Bewerbung aus der Arbeitslosigkeit – so überzeugst du im Anschreiben
Eine Bewerbung aus der Arbeitslosigkeit zu schreiben, kann herausfordernd wirken – vor allem im Anschreiben. Wie sprichst du die Pause im Lebenslauf an, ohne dich zu rechtfertigen? Und wie überzeugst du Arbeitgeber davon, dass du genau jetzt die richtige Besetzung bist?
Die gute Nachricht: Auch aus der Arbeitslosigkeit kannst du ein starkes Anschreiben verfassen – ehrlich, motiviert und auf Augenhöhe. In diesem Beitrag zeigen wir dir, worauf es ankommt, welche Formulierungen funktionieren und wie du mit positiver Sprache überzeugst.
Arbeitslosigkeit im Anschreiben: Ja oder nein?
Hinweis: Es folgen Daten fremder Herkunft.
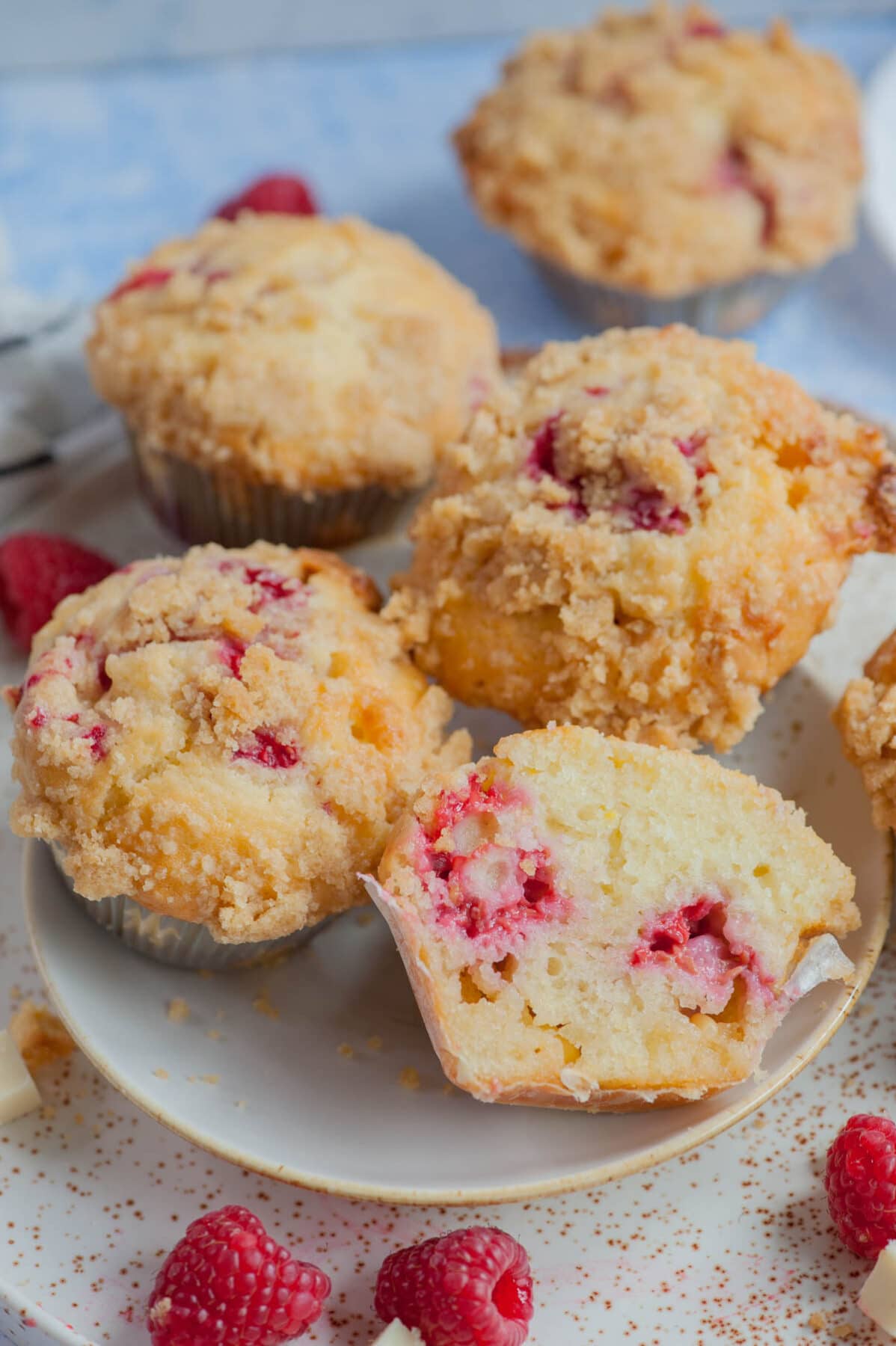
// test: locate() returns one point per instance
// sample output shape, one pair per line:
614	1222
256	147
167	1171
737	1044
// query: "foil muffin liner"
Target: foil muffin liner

Wenn du dich aktuell in einer Phase der Arbeitslosigkeit befindest, ist das kein Grund zur Sorge – solange du offen, sachlich und aktiv formulierst. Vermeide defensive oder entschuldigende Sätze. Stattdessen gilt: Selbstbewusst auftreten und den Fokus auf deine Stärken und Motivation legen.
Was Arbeitgeber wirklich wissen wollen
Personaler interessieren sich nicht nur dafür, was du gemacht hast – sondern vor allem dafür, was du heute leisten kannst. Nutze dein Anschreiben, um zu zeigen:
- Warum du dich gerade für diese Stelle interessierst
- Welche Stärken du mitbringst
- Was du aus der Zwischenzeit gelernt hast oder wie du sie genutzt hast (z. B. Weiterbildung)
Beispiel-Formulierungen für dein Anschreiben
Hier sind einige Beispiele, wie du deine Situation aktiv und positiv darstellen kannst:
✔ Direkter Einstieg mit Fokus auf Motivation
„Nach einer beruflichen Pause bin ich hochmotiviert, meine Erfahrung als Kaufmann für Büromanagement wieder aktiv einzubringen und Ihre Teams mit vollem Einsatz zu unterstützen.“
✔ Betonung der genutzten Zeit
„Seit meiner letzten Anstellung im Juli 2023 habe ich meine fachlichen Kenntnisse im Bereich Social Media Marketing gezielt durch Online-Weiterbildungen ausgebaut. Nun freue ich mich, dieses Wissen praxisnah bei Ihnen einzubringen.“
✔ Fokus auf Neuanfang und Begeisterung
„Nach einer Phase der beruflichen Neuorientierung suche ich nun mit voller Energie eine neue Herausforderung – besonders Ihr Unternehmen hat mich aufgrund seiner Innovationskraft überzeugt.“
Wichtige Dos & Don'ts im Anschreiben aus der Arbeitslosigkeit
✅ Dos:
- Verwende positive, lösungsorientierte Sprache
- Sprich die Pause ehrlich, aber kurz an – und richte den Blick nach vorn
- Betone deine Motivation, sofort wieder einzusteigen
❌ Don'ts:
- Rechtfertigungen oder Entschuldigungen („Leider…“, „Ich musste…“)
- Unklare Angaben („private Gründe“ ohne Erklärung)
- Passive Formulierungen („wurde gekündigt“, „war gezwungen“)
Fazit: Mit dem richtigen Ton zur Einladung
Ein überzeugendes Anschreiben aus der Arbeitslosigkeit ist möglich, wenn du ehrlich, klar und motiviert formulierst. Verzichte auf lange Erklärungen – fokussiere dich auf deine Kompetenzen, deine Energie und deine Begeisterung für die Stelle. So bleibst du in Erinnerung – und erhöhst deine Chancen auf ein Vorstellungsgespräch deutlich.